La Revolución está en mí «como la astilla en la herida», como el sol de todos los días, como la cambiante luna de mis barrios, como la profundidad de los pintores renacentistas o quizás, como la de los pintores primitivos haitianos, siempre inventada pero siempre visible. Ningún poema mío refleja a la revolución, ni la fotografía siquiera, no la adula tampoco sino que la provoca en su apariencia trascendente. Soy una de sus criaturas. Niña y vieja a la vez, «tengo» y no tengo, pues la grandeza del hombre y la mujer reside «en el flechazo y no en el blanco».

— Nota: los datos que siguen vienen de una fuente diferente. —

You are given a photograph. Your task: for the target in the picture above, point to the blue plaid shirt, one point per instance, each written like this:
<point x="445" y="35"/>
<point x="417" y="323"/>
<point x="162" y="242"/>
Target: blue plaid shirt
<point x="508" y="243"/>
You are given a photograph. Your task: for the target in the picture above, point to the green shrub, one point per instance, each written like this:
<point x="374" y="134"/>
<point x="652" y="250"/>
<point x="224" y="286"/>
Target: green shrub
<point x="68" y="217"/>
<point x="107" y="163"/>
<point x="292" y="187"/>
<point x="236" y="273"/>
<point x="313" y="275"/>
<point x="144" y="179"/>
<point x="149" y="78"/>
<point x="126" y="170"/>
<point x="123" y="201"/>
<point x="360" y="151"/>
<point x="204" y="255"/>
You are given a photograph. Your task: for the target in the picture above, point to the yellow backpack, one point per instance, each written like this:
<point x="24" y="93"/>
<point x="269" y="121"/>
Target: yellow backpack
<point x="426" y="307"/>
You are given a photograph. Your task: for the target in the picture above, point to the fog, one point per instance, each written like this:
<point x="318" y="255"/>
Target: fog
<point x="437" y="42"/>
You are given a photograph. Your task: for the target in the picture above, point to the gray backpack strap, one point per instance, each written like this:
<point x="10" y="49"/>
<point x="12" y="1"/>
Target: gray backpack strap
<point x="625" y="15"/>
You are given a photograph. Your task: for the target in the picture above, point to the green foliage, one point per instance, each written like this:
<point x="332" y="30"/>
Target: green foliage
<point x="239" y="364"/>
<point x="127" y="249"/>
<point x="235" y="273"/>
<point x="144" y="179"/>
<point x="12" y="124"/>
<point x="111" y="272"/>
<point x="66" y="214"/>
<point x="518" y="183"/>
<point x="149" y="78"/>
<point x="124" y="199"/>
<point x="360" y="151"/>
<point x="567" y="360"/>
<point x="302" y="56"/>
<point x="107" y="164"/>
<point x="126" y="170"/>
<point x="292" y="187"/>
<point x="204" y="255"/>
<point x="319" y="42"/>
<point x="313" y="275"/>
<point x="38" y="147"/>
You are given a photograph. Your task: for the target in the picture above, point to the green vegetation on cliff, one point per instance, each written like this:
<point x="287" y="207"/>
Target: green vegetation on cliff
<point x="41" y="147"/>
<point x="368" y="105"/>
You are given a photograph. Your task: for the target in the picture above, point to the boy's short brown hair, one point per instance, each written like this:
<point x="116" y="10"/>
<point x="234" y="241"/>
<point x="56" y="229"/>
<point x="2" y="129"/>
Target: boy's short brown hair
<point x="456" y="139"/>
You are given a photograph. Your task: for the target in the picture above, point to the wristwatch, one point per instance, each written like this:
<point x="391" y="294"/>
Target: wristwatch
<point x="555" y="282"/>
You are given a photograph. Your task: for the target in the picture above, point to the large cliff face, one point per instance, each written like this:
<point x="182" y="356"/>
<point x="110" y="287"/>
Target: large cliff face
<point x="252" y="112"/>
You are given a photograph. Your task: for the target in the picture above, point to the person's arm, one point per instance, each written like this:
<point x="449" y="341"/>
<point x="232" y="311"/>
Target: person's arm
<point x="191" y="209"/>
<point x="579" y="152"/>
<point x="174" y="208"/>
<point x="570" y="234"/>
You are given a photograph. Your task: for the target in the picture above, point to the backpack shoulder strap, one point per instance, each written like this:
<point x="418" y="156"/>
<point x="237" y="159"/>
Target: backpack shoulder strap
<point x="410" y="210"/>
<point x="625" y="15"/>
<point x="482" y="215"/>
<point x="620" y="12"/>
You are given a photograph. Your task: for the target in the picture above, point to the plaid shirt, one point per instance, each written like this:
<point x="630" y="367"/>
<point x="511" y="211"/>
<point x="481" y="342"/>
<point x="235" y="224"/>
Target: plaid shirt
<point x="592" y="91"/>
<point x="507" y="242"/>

He buscado la paz y aunque la palabra paz suene hoy como un sarcasmo, como una broma de mal gusto, entrando al siglo XXI, a un nuevo milenio cuyo umbral parecería otra página de Julio Verne, la palabra paz es hoy una abstracción tras la cual se esconde la verdadera historia de la humanidad. Frente al riesgo de presenciar el exterminio de nuestro planeta, en donde reina la destrucción y la muerte debemos encontrar una paz tangible reconciliada con el trabajo y la cultura. Frente a los que quieren restaurar los reinos de la muerte, escribo. Como una forma de abolir el tiempo, escribo. Escribo con lápiz y con computadora y vuelvo a escribir lo que he soñado. Escribo si me lanzan mariposas de Casablanca o guanábanas de Honduras, que son las más pútridas. Escribo: dormida o despierta, despierta y dormida. Con el idiota de guardia o con la estrella que ilumina. Escribo. Siempre voy a escribir. «Aislada y peregrina a la vez, soy sensible a los maremotos, al alumbramiento de una criatura, al sencillo acto de encender una fogata cayendo la tarde. Entro a un cine. Contemplo un girasol y ya va naciendo el poema en medio de la Isla más hermosa que ojos humanos seguirán viendo; una Isla atravesada en la garganta de Goliat, como una palma en el centro del Golfo».
Gracias, mil gracias, por haberme invitado, con este Premio, a comenzar de nuevo esa aventura.